A purchase agreement York County Council authorized this week will allow the county to buy the old operations center at 149 W. Black St. for $875,000, York County Manager Jim Baker said.
The top floor of the two-story, 18,000-square-foot building will be dedicated to dispatch and emergency operations for now, giving emergency management a new home for the first time in more than 40 years.
If all goes well with the contract, the EOC could move its 38 full-time employees late this year, Baker said. The county's lease in Rock Hill's City Hall, where EOC has been housed since the 1960s, ends at the end of the year, and Baker said the city needs that space.
"We've been out of space for some time," said Cotton Howell, York County's director of emergency management. "We have people working in closets, in storage rooms and in their coats because some are the areas don't have sufficient heat."
The design of the current center also doesn't account for new technology, updated disaster plans and homeland security needs. The EOC operations room has less than half the space needed for an emergency, and the center lacks storage for necessary equipment, Howell said.
"With the county's growth, emergency needs grew," he said. "We're not able to meet the demands and be as effective as we need to because of space restrictions. In 40-plus years here, we've pushed the walls as far as they'd go."
The council discussed buying the building last year and built $2.4 million into this year's budget to cover its cost and renovation, Assistant County Manager David Larson said. But higher priority items, such as buying the Winn-Dixie on Heckle Boulevard for the Department of Social Services, came first. The county signed the contract on the nearly $1.4 million Winn-Dixie complex this month.
The Black Street building might house only emergency operations in the future, but for now the county could use the first floor for overflow or short-term space while completing other renovations, Baker said.
"We're busting at the seams and need some overflow space," he said.
The former bank operations center is more than 20 years old and has been vacant for several years. Baker said the county has an option to back out of the deal if it doesn't look like it can be renovated to meet its needs.
In addition to new heating and cooling systems, the elevator and other areas of the building could need work, Larson said.
The building's prior use makes it more appealing to both Baker and Howell.

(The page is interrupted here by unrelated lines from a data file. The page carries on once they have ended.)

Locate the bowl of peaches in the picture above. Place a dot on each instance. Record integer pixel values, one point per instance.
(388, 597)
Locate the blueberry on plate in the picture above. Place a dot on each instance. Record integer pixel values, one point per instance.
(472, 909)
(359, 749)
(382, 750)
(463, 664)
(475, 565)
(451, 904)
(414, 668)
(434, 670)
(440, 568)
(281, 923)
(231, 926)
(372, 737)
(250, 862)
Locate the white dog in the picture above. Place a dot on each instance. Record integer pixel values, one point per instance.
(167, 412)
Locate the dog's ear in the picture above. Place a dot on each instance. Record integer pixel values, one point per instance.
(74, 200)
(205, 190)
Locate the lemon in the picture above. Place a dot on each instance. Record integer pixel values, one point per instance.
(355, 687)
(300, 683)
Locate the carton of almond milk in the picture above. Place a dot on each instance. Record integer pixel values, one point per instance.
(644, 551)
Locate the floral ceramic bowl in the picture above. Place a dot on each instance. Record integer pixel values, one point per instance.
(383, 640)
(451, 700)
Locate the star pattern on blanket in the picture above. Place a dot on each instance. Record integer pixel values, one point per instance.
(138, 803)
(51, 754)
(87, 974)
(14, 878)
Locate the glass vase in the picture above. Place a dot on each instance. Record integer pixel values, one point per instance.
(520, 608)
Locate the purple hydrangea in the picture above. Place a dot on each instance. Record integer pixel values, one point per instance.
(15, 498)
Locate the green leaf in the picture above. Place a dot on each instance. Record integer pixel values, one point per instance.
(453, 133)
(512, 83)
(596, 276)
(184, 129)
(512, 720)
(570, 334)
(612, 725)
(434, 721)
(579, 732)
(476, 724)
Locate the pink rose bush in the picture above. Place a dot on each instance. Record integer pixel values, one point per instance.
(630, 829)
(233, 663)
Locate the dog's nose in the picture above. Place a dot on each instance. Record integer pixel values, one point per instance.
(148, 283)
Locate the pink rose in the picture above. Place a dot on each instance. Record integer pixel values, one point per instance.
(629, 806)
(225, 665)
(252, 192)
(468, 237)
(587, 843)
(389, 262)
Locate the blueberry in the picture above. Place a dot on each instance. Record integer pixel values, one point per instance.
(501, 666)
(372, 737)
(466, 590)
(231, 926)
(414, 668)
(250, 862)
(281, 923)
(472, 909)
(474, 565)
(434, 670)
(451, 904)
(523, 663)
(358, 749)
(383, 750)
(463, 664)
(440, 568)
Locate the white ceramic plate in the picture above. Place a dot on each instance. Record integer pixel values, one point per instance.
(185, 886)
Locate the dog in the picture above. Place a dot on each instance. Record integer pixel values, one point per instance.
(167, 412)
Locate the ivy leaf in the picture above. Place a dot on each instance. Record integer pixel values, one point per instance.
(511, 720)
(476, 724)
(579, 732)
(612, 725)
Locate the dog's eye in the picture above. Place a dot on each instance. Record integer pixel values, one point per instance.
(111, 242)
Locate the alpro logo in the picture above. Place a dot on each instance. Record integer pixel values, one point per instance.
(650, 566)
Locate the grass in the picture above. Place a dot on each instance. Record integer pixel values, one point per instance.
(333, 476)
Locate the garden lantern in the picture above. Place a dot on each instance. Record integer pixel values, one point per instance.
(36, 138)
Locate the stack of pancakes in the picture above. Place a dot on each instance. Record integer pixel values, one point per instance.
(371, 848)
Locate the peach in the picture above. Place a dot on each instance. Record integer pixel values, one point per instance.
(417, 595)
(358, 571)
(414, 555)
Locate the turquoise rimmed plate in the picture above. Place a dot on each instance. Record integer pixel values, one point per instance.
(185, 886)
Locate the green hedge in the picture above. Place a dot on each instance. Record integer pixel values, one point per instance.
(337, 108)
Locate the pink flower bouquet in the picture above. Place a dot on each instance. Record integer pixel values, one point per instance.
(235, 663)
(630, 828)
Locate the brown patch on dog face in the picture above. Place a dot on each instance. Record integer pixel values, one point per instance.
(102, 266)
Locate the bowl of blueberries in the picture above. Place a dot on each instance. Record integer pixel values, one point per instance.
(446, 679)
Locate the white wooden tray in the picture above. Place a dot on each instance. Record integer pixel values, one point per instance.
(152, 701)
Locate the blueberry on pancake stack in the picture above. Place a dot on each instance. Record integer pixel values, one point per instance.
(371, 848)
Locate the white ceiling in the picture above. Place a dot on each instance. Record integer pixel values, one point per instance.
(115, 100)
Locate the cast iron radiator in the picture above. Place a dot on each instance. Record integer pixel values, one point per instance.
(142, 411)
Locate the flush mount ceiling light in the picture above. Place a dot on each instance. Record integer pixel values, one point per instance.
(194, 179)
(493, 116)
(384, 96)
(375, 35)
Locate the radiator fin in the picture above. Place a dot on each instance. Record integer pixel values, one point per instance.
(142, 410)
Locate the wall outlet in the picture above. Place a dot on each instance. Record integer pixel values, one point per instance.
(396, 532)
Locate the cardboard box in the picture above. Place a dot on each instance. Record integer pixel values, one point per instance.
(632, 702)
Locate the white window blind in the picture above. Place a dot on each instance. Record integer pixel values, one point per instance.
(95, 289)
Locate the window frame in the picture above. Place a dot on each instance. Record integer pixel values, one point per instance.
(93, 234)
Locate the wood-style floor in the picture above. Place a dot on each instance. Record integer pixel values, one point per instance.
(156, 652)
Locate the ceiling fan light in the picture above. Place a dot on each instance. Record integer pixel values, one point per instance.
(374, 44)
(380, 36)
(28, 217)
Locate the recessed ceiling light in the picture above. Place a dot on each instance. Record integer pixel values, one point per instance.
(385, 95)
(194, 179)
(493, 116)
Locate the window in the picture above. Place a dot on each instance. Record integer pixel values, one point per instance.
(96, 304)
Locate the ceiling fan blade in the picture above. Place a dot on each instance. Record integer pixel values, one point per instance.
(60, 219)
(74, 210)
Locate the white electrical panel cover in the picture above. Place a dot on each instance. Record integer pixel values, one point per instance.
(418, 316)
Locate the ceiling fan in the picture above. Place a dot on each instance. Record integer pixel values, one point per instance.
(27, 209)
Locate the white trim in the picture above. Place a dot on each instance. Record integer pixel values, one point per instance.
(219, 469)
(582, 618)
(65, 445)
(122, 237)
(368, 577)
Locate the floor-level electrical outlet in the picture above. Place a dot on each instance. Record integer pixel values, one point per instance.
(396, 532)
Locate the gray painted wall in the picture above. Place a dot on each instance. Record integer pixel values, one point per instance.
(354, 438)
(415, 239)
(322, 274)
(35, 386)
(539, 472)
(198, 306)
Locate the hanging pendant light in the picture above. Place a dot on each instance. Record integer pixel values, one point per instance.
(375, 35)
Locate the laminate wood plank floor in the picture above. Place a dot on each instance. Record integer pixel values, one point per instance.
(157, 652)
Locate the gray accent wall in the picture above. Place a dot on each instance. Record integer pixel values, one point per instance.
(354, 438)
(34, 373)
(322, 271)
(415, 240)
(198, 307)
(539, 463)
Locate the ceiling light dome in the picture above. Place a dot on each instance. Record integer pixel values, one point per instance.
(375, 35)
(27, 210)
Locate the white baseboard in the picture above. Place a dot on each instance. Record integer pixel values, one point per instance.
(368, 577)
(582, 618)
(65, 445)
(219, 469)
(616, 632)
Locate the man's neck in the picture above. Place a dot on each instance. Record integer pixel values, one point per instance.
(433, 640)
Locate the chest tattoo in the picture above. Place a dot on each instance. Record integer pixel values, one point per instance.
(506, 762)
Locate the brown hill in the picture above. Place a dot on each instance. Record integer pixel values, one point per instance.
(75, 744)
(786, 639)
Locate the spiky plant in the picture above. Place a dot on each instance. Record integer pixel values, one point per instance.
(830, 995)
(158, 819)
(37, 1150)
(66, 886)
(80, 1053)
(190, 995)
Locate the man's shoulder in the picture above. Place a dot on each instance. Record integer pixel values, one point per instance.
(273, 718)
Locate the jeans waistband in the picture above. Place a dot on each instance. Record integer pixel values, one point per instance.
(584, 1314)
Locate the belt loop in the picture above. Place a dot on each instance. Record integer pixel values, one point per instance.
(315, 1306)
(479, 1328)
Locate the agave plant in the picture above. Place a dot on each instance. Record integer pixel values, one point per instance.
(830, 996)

"It has the structural integrity to be a certified EOC because it was a secure facility," Howell said. "It should be able to be transformed to meet our needs at a minimal cost."
The raised-floor data and computer room will make a suitable communications room, Baker said.
Bank of America was the last permanent tenant of the Black Street building that sits on 2.55 acres. Makers of the Revolutionary War movie "The Patriot," starring Mel Gibson, used the building for several months as a headquarters during filming in 1999.
A 2006 deal for the building with Insignia Group, a provider of Web-based automotive parts and accessory cataloging, fell through because of timing and renovation costs.
York County won't know how much money or time is necessary to upfit the former bank building until a review of the building is completed, Larson said.